The output produced by the COLLIN option is shown in Figure 13.9.

Figure 13.9: Collinearity Diagnostics

Test Scores compiled by Coleman et al. (1966)

The ENTROPY Procedure

Collinearity Diagnostics
Number	Eigenvalue	Condition Number	Proportion of Variation
Number	Eigenvalue	Condition Number	teach_sal	prcnt_prof	socio_stat	teach_score	mom_ed	Intercept
1	4.978128	1.0000	0.0007	0.0012	0.0026	0.0001	0.0001	0.0000
2	0.937758	2.3040	0.0006	0.0028	0.2131	0.0001	0.0000	0.0001
3	0.066023	8.6833	0.0202	0.3529	0.6159	0.0011	0.0000	0.0003
4	0.016036	17.6191	0.7961	0.0317	0.0534	0.0059	0.0083	0.0099
5	0.001364	60.4112	0.1619	0.3242	0.0053	0.7987	0.3309	0.0282
6	0.000691	84.8501	0.0205	0.2874	0.1096	0.1942	0.6607	0.9614

The condition number of the $\mb {X}$ matrix is reported to be $84.85$ . This means that the condition number of $\mb {X}’\mb {X}$ is $84.85^2=7199.5$ , which is very large.

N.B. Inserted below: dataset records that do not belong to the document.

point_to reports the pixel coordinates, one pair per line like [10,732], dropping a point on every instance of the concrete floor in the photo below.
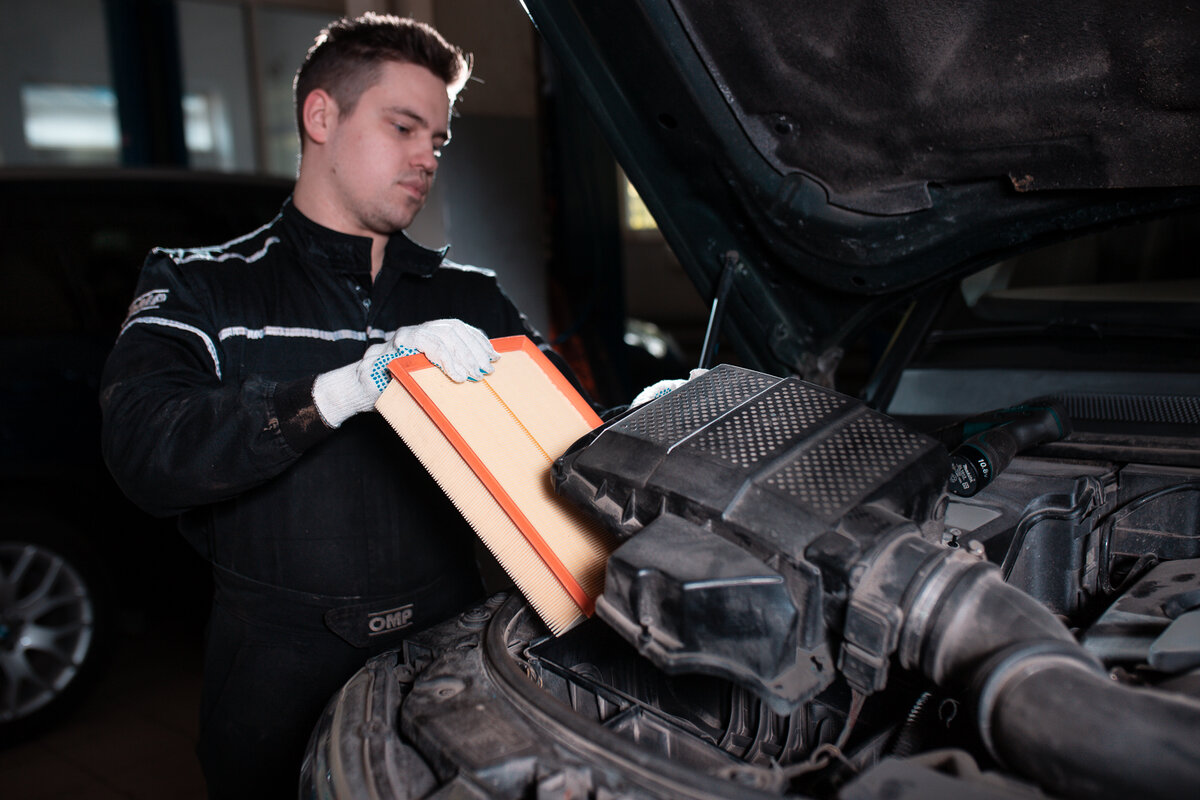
[133,737]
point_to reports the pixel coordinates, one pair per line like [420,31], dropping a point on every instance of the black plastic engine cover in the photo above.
[768,491]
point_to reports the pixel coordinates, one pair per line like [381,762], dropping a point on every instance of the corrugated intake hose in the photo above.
[1045,707]
[1085,735]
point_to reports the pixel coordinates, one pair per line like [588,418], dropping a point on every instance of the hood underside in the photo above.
[849,155]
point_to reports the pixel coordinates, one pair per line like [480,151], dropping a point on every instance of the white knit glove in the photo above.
[353,389]
[661,388]
[459,349]
[461,352]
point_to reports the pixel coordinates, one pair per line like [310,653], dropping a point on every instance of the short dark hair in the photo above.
[346,58]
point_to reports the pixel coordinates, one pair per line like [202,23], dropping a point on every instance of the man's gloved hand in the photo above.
[664,388]
[460,350]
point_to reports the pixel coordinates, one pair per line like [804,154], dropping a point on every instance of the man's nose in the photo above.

Ridge regression can be used to offset some of the problems associated with ill-conditioned $\mb {X}$ matrices. Using the formula for the ridge value as

$\lambda _ R = \frac{kS^2}{\hat{\beta }\hat{\beta }} \approx 0.9$

where $\hat{\beta }$ and $S^2$ are the least squares estimators of $\beta$ and $\sigma ^2$ and $k = 6$ . A ridge regression of the test score model was performed by using the data set with the outliers removed. The following PROC REG code performs the ridge regression:

data coleman;
   set coleman;
   if _n_ = 3 or _n_ = 18 then delete;
run;

proc reg data=coleman ridge=0.9 outest=t noprint;
   model test_score = teach_sal prcnt_prof socio_stat teach_score mom_ed;
run;

proc print data=t;
run;

The results of the estimation are shown in Figure 13.10.

Figure 13.10: Ridge Regression Estimates

Test Scores compiled by Coleman et al. (1966)

Obs	_MODEL_	_TYPE_	_DEPVAR_	_RIDGE_	_PCOMIT_	_RMSE_	Intercept	teach_sal	prcnt_prof	socio_stat	teach_score	mom_ed	test_score
1	MODEL1	PARMS	test_score	.	.	0.78236	29.7577	-1.69854	0.085118	0.66617	1.18400	-4.06675	-1
2	MODEL1	RIDGE	test_score	0.9	.	3.19679	9.6698	-0.08892	0.041889	0.23223	0.60041	1.32168	-1

Note that the ridge regression estimates are much closer to the estimates produced by the ENTROPY procedure that uses the original data set. Ridge regressions are not robust to outliers as maximum entropy estimates are. This might explain why the estimates still differ for TEACH_SAL.